Я уже давно спряталась за Илзе.
— Это не тот господин, что давал мне талеры, — со страхом прошептала я. Острое ухо Шарлотты уловило мои слова.
— Дядя, — сказала она, озорно улыбаясь, — четыре недели тому назад на Луненбургской пустоши тебя увидела одна юная дама, и теперь она пришла к «старому-престарому господину Клаудиусу»…
— Ах, в конце концов совершенно безразлично, этого ли господина видела девочка, — решительно вступила в разговор Илзе. — Я бы хотела поговорить с господином Клаудиусом — это ведь вы?
Он наклонил голову, пряча улыбку. А Илзе вновь принялась рассказывать. Она, видно, выучила свой рассказ наизусть, как пастор проповедь, поскольку речь её протекала гладко, без остановок, и точно в той же последовательности, что и в беседе с фройляйн Флиднер.
Я в это время спряталась за дам и внимательно разглядывала нашего хозяина. У него была стройная, изящная фигура пожилого господина в коричневой шляпе и его же голос; но вот голова никак не могла быть головой того старика. На гладкий юношеский лоб свисала прядь густых пепельных волос, которые, правда, в косых лучах солнца немного отливали серебром. Под матово блестевшими кудрями красиво выделялись изогнутые тёмные брови. Они придавали бледному, благородному лицу впечатление силы… Я видела, как между этими бровями постепенно залегает маленькая складка — очевидно, ему не нравился Илзин рассказ и у него не было ни малейшего желания заниматься нами… Периодически он посматривал на лежащие перед ним фолианты, и было видно, что для него наше появление — фатальная помеха и что он прилагает колоссальные усилия, чтобы проявить к нам внимание.
— Я могу вам лишь посоветовать, — холодно сказал он, когда Илзе перевела дыхание, — как можно скорее определить юную даму в какой-нибудь институт.
— Нет, дядя! — перебила его Шарлотта. — Это было бы ужасно — робкое юное существо, которое до сих пор наслаждалось ничем не ограниченной свободой, втиснуть в эти шаблоны, задавить этой машиной! Жизнь в институте ужасна!
— Ужасна, Шарлотта? — переспросил он, заметно поражённый. — А ведь ты провела в институте почти всю свою жизнь!.. Почему же ты ничего не говорила?
Она пожала плечами.
— Какая была бы от этого польза? — сказала она горько.

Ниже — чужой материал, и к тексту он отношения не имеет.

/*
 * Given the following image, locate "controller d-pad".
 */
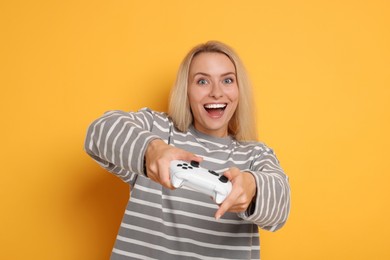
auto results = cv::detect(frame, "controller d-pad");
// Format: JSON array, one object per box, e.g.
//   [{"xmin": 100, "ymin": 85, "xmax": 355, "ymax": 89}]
[
  {"xmin": 209, "ymin": 170, "xmax": 219, "ymax": 176},
  {"xmin": 219, "ymin": 175, "xmax": 229, "ymax": 183},
  {"xmin": 176, "ymin": 163, "xmax": 193, "ymax": 170},
  {"xmin": 190, "ymin": 161, "xmax": 199, "ymax": 168}
]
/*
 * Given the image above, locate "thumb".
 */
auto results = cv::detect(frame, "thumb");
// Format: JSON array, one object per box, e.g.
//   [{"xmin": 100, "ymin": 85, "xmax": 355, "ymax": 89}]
[{"xmin": 181, "ymin": 153, "xmax": 203, "ymax": 162}]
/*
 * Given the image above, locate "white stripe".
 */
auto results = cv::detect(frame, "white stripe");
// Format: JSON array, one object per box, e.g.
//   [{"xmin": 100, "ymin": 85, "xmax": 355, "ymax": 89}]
[
  {"xmin": 125, "ymin": 210, "xmax": 253, "ymax": 237},
  {"xmin": 112, "ymin": 247, "xmax": 158, "ymax": 260},
  {"xmin": 117, "ymin": 235, "xmax": 242, "ymax": 260},
  {"xmin": 121, "ymin": 223, "xmax": 251, "ymax": 251}
]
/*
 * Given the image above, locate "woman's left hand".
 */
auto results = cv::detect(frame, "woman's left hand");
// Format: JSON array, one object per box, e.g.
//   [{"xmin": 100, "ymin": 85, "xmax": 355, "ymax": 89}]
[{"xmin": 215, "ymin": 167, "xmax": 256, "ymax": 220}]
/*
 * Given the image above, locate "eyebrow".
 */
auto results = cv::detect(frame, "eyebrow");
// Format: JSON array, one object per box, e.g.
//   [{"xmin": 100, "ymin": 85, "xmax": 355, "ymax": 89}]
[{"xmin": 193, "ymin": 72, "xmax": 236, "ymax": 77}]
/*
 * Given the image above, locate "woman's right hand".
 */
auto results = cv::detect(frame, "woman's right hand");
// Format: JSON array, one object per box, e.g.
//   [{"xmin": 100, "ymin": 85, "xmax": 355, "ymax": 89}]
[{"xmin": 145, "ymin": 139, "xmax": 202, "ymax": 190}]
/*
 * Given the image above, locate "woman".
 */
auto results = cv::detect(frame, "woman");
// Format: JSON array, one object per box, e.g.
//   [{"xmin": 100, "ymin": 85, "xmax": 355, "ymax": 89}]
[{"xmin": 85, "ymin": 42, "xmax": 290, "ymax": 260}]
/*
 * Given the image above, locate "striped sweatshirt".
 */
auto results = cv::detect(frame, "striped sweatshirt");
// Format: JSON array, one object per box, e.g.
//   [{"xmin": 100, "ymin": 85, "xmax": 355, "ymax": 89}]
[{"xmin": 85, "ymin": 108, "xmax": 290, "ymax": 260}]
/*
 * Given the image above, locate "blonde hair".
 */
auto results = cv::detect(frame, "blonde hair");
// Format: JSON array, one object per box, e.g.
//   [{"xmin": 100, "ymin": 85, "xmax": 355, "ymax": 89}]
[{"xmin": 168, "ymin": 41, "xmax": 257, "ymax": 141}]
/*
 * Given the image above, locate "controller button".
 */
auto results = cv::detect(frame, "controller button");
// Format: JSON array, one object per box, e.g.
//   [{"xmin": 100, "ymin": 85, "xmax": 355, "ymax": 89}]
[
  {"xmin": 219, "ymin": 175, "xmax": 229, "ymax": 183},
  {"xmin": 191, "ymin": 161, "xmax": 199, "ymax": 168},
  {"xmin": 209, "ymin": 170, "xmax": 219, "ymax": 176}
]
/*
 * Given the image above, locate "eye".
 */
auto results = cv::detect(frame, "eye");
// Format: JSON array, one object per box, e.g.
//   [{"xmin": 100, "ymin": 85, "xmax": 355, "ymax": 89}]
[
  {"xmin": 197, "ymin": 79, "xmax": 207, "ymax": 85},
  {"xmin": 223, "ymin": 78, "xmax": 234, "ymax": 84}
]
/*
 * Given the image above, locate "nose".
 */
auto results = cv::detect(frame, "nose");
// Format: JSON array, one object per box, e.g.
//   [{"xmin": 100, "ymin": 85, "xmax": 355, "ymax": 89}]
[{"xmin": 209, "ymin": 83, "xmax": 223, "ymax": 98}]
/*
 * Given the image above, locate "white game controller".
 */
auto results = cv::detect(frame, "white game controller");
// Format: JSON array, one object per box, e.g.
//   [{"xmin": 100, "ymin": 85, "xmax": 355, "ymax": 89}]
[{"xmin": 170, "ymin": 160, "xmax": 232, "ymax": 204}]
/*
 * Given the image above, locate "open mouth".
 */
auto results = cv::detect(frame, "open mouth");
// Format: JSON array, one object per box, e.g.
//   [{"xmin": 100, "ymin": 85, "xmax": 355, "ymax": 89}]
[{"xmin": 204, "ymin": 103, "xmax": 227, "ymax": 117}]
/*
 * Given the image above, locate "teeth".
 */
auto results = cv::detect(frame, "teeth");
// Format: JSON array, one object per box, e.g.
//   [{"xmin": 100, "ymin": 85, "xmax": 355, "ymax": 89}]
[{"xmin": 204, "ymin": 104, "xmax": 226, "ymax": 108}]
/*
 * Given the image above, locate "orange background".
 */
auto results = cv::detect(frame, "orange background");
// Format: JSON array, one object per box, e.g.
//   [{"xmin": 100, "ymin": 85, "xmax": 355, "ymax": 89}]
[{"xmin": 0, "ymin": 0, "xmax": 390, "ymax": 260}]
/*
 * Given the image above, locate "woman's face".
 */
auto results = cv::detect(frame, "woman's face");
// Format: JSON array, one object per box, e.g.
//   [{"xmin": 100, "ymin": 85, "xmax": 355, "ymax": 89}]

Он строго и проницательно посмотрел на неё, но ничего больше не сказал. В этот момент открылась дверь, и вошёл старый бухгалтер, а за ним — высокий красивый молодой человек. Юноша заметно испугался при виде дам и хотел было удалиться.
— Входите же! — позвал его господин Клаудиус. Его брови слегка нахмурились; он достал часы и показал их вошедшему.
— Очень поздно, господин Хелльдорф, — холодно сказал он.
На приветствие молодого человека Шарлотта ответила аристократически-равнодушным кивком; слова её дяди заставили её сильно покраснеть, и она бросила на него гневный взгляд.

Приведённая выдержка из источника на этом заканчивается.